This morning I had a breakfast at a lovely spot just around the corner from our parish church, Le Bon Cafe. It was a beautiful sunny morning. Vintage posters ornamented the walls of my local eatery. The coffee was hot and aromatic and the French toast was… well, a revelation! Seriously, I may fast the rest of the day just to keep remembering this French toast. All told the experience really took me back to a wonderful Christmas break I once enjoyed in Paris. It also reminded me how blessed we are here in DC. I’m going to connect this experience to another this week: cleaning the Church sacristy.
The connection may not be immediately obvious, but it’s this: Memory. Le Bon Cafe made alive once more the experience of my time in France. The sacristy is another place full of memory… not my own, but my parish’s. Over the last few weeks I’ve spent a little time each day carefully combing through our supplies, cataloging what tools we have to work with, and sending out damaged items for repair. I’ve also put a lot of elbow grease into wiping down surfaces, disinfecting storage spaces and sometimes, literally, SCRAPING the accumulated dust of years off items. I came to one pile of items way in the back of a creaky cupboard. It was a collection of stones. Two were altar stones from an old sanctuary… possibly the original church that stood here in the early 1800’s. The rest were samples of marbles used in the current Church. Looking at the grime coating the stones one of the parish staff said, “Father it looks like no one even remembers these exist.”
It seems that even a place full of memories needs frequent re-visiting if those memories are to stay vivid… that is (literally) “full of life.” with lots of soap and scrubbing I managed to restore the gleam of these stones. While working on them I thought of the parishioners who probably argued over color choices… the priests who had to make a final call… and the hard working artisans who installed them to the use of the Church and the glory of God. They were alive again, if only for a few minutes in our parish church.
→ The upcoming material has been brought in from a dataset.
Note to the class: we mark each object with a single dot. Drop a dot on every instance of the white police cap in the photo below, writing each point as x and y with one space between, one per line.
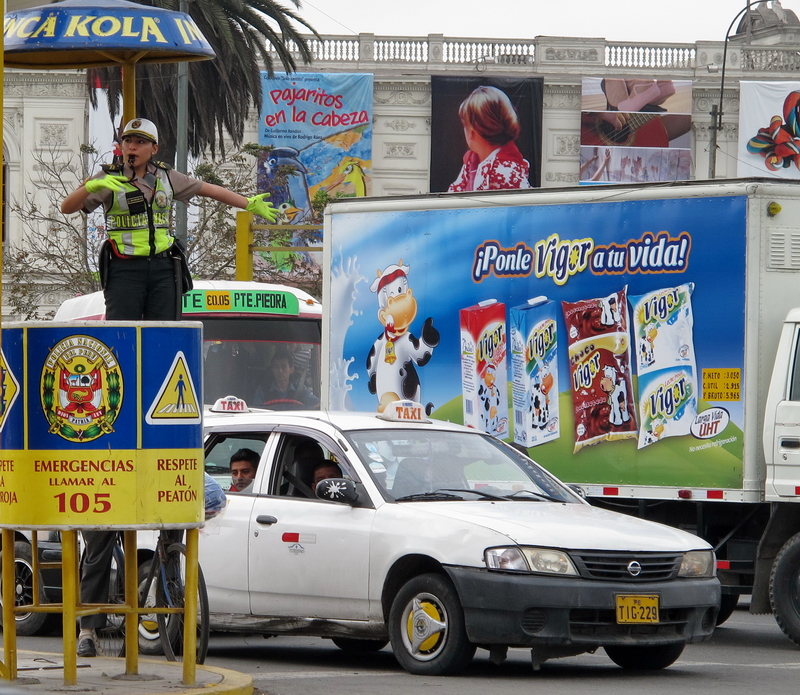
143 128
St. John Paul II spoke much about memory. Some memories re revisit because they are so wonderful… The memorial of Christ’s death and resurrection, the mass (for example). St. John Paul also spoke about the cleansing of memory. Revisiting painful episodes from the Church’s past he begged the mercy of God and set up a better basis for moving on toward our final judgment. What memories do each of us need to revisit? Whether they are memories filled with gratitude or ones that need to be filled with healing grace, the journey is worthwhile. Just a thought: look at memories with eyes of faith this week. Peace!